Robot ou roto: Le choix d’une génération au Gaec de Pen Leign

Stéphane et Philippe Cotten du Gaec de Pen Leign, à Coray, posent en compagnie de leur stagiaire.

Le premier robot a fait son arrivée en 2008 au Gaec de Pen Leign, dans la campagne de Coray, près de Quimper (29). Il a remplacé une salle 2 x 5 en épi : « Nous mettions 2 h 30 à traire, deux fois par jour, ce n’était pas une tâche épanouissante », reconnaît Philippe Cotten qui a rejoint son père, son frère Stéphane et leur oncle dans le Gaec en 2005. Quelques années auparavant, Henri, le père, et Francis, l’oncle, étaient allés en Belgique pour découvrir les salles rotatives. Ils étaient revenus emballés : « C’était une 32 postes, qui nous aurait permis de traire en 20 minutes ! » À l’époque, le lait était bien payé et les deux associés étaient presque convaincus… puis les travaux de mise aux normes ont repoussé l’investissement et quand le problème c’est à nouveau posé, les nouveaux associés, plus jeunes, ont préféré le robot : « Ras le bol de traire, nous voulions y passer le moins de temps possible ». L’élevage est situé en hauteur, et le vent glacé s’enroule dans les moindres recoins : « Il fallait souvent dégeler les installations, saler les quais… non vraiment, c’était trop. L’ampleur des travaux ne les a pas convaincus : il aurait fallu agrandir l’espace couvert, nous avons préféré la simplicité du robot, installé au coeur de l’élevage. » Le temps de lavage du roto leur a également paru rédhibitoire : « Au final, il fallait passer autant de temps à laver qu’à traire. Ça restait une contrainte trop rigide ». D’autant que les associés mènent également un élevage de vaches allaitantes et d’engraissement des taurillons et ont développé une entreprise de travaux agricoles : la flexibilité est essentielle pour mener à bien ces activités, notamment de services, comme l’entreprise de travaux.

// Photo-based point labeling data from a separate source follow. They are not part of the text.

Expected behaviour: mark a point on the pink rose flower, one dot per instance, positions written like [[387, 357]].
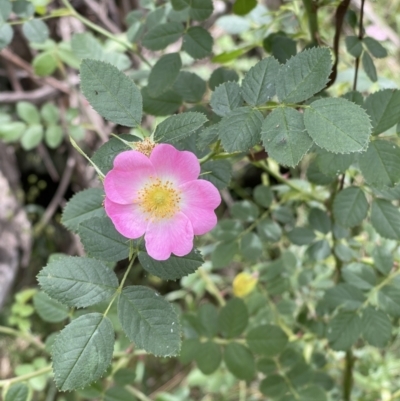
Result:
[[160, 197]]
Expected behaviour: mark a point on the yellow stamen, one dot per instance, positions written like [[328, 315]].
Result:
[[145, 147], [159, 200]]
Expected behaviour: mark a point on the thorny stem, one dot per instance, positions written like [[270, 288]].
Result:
[[103, 32], [211, 287], [360, 36]]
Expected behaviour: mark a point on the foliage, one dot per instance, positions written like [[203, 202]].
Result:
[[295, 293]]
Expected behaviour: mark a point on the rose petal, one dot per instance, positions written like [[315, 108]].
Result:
[[174, 165], [127, 219], [164, 237], [199, 199], [131, 172]]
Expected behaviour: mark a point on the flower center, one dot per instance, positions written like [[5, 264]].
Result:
[[159, 200]]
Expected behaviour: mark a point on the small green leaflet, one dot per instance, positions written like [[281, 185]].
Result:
[[240, 361], [344, 330], [337, 125], [350, 207], [83, 206], [82, 351], [177, 127], [377, 328], [149, 321], [380, 164], [233, 318], [164, 74], [259, 83], [240, 129], [102, 241], [304, 75], [77, 281], [384, 108], [174, 267], [159, 37], [285, 137], [226, 98], [111, 93], [267, 340], [385, 218]]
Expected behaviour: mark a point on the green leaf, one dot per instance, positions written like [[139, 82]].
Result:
[[177, 127], [360, 275], [82, 351], [332, 163], [380, 164], [263, 195], [304, 75], [374, 47], [28, 112], [344, 295], [243, 7], [224, 253], [350, 207], [285, 137], [233, 318], [369, 67], [111, 93], [239, 361], [384, 108], [240, 129], [105, 155], [301, 236], [78, 282], [5, 10], [35, 31], [319, 220], [164, 74], [149, 321], [190, 86], [354, 45], [383, 259], [218, 172], [208, 357], [221, 75], [269, 230], [45, 64], [53, 136], [274, 386], [337, 125], [163, 105], [17, 392], [267, 340], [344, 330], [83, 206], [200, 9], [49, 309], [226, 98], [102, 241], [159, 37], [251, 246], [173, 268], [389, 300], [32, 136], [385, 218], [245, 210], [376, 326], [197, 42], [258, 85]]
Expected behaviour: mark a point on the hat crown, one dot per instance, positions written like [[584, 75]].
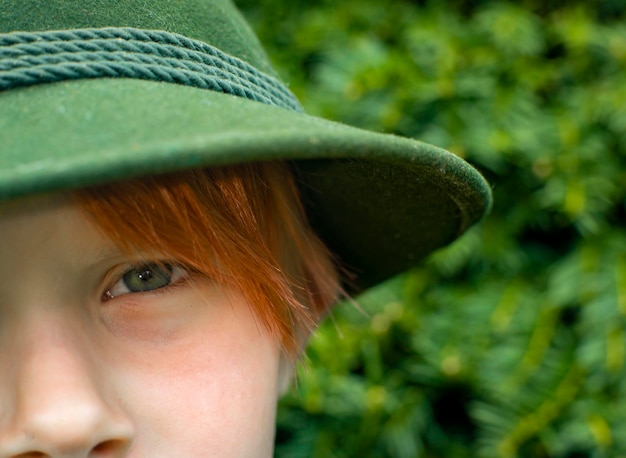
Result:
[[216, 22]]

Finalement, c’est un Lely qui est arrivé en 2008 pour traire les 70 vaches qui assurent un quota de 580 000 litres de lait. Un emplacement avait été prévu pour la deuxième machine qui est en place depuis l’augmentation de quota à 900 000 l et l’agrandissement du troupeau à 100 animaux.

« La phase de mise en route a été un peu difficile, certaines vaches ne s’habituaient pas, reconnaît Philippe Cotten. Mais finalement nous ne regrettons pas notre choix. » Le pâturage était déjà limité à un parcours extérieur, les vaches avaient déjà une ration comprenant toute l’année du maïs. La transition alimentaire s’est faite sans changement majeur. La stabulation est équipée d’un système d’auge mobile qui permet aux éleveurs de ne distribuer qu’une fois par jour, sans avoir à repousser.

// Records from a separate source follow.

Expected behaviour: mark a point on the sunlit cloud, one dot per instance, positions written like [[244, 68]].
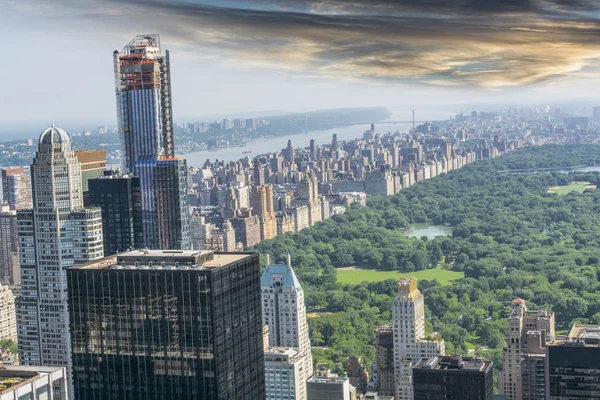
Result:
[[480, 43]]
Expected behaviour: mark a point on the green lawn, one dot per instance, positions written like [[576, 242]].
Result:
[[354, 277], [574, 186]]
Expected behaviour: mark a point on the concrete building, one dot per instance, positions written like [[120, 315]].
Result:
[[284, 312], [384, 350], [167, 325], [285, 377], [327, 386], [33, 383], [16, 188], [464, 378], [410, 343], [93, 164], [145, 120], [8, 314], [57, 234], [573, 368], [528, 334], [10, 272]]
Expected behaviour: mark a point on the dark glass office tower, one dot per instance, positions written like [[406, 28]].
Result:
[[161, 325], [118, 196], [443, 378]]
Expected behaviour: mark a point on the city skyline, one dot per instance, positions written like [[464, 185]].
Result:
[[400, 55]]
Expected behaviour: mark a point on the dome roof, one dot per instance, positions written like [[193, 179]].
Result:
[[54, 135]]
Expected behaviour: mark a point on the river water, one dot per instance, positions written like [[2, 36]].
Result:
[[276, 143]]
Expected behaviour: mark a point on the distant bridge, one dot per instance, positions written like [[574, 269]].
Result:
[[309, 125]]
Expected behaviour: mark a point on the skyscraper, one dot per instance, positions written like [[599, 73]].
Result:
[[524, 358], [410, 343], [144, 112], [8, 316], [9, 247], [167, 325], [456, 377], [144, 109], [55, 235], [574, 365], [118, 196], [284, 313], [16, 188]]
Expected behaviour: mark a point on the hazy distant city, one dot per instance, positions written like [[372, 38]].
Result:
[[423, 224]]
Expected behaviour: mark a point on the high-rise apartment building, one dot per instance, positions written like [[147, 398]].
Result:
[[410, 343], [8, 314], [284, 312], [55, 235], [523, 361], [93, 164], [10, 272], [16, 188], [573, 369], [167, 325], [456, 377], [285, 378], [118, 196], [384, 351], [144, 108], [144, 111]]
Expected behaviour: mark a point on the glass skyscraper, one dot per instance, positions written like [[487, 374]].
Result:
[[144, 111], [56, 234], [167, 325]]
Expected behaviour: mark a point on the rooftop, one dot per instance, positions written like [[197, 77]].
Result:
[[15, 376], [583, 335], [165, 260], [453, 363]]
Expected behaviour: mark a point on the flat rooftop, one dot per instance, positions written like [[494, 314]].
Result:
[[453, 363], [582, 335], [165, 260]]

Indispensable complément du robot de traite, le racleur automatique assure la propreté des caillebotis.

Au rayon des avantages, les associés soulignent la souplesse d’organisation et la fin de la contrainte horaire de la traite. Quant au sentiment « d’astreinte » généré par les alertes du robot, ils relativisent : « C’est vrai qu’au début c’est contraignant, mais finalement, on s’habitue à ne pas paniquer au moindre bip, on prend un rythme de travail qui permet de voir les animaux et de régler les problèmes une fois sur place. » « Finalement c’est une nouvelle façon de travailler, reconnaissent-ils. Le robot ne fait pas tout tout seul. On passe autant de temps dans l’élevage. Mais au lieu de traire, de brancher des animaux, on est plus attentif au comportement du troupeau. On a plus de temps pour observer et analyser. C’est un travail plus intéressant, plus stratégique, et qui est plus épanouissant. »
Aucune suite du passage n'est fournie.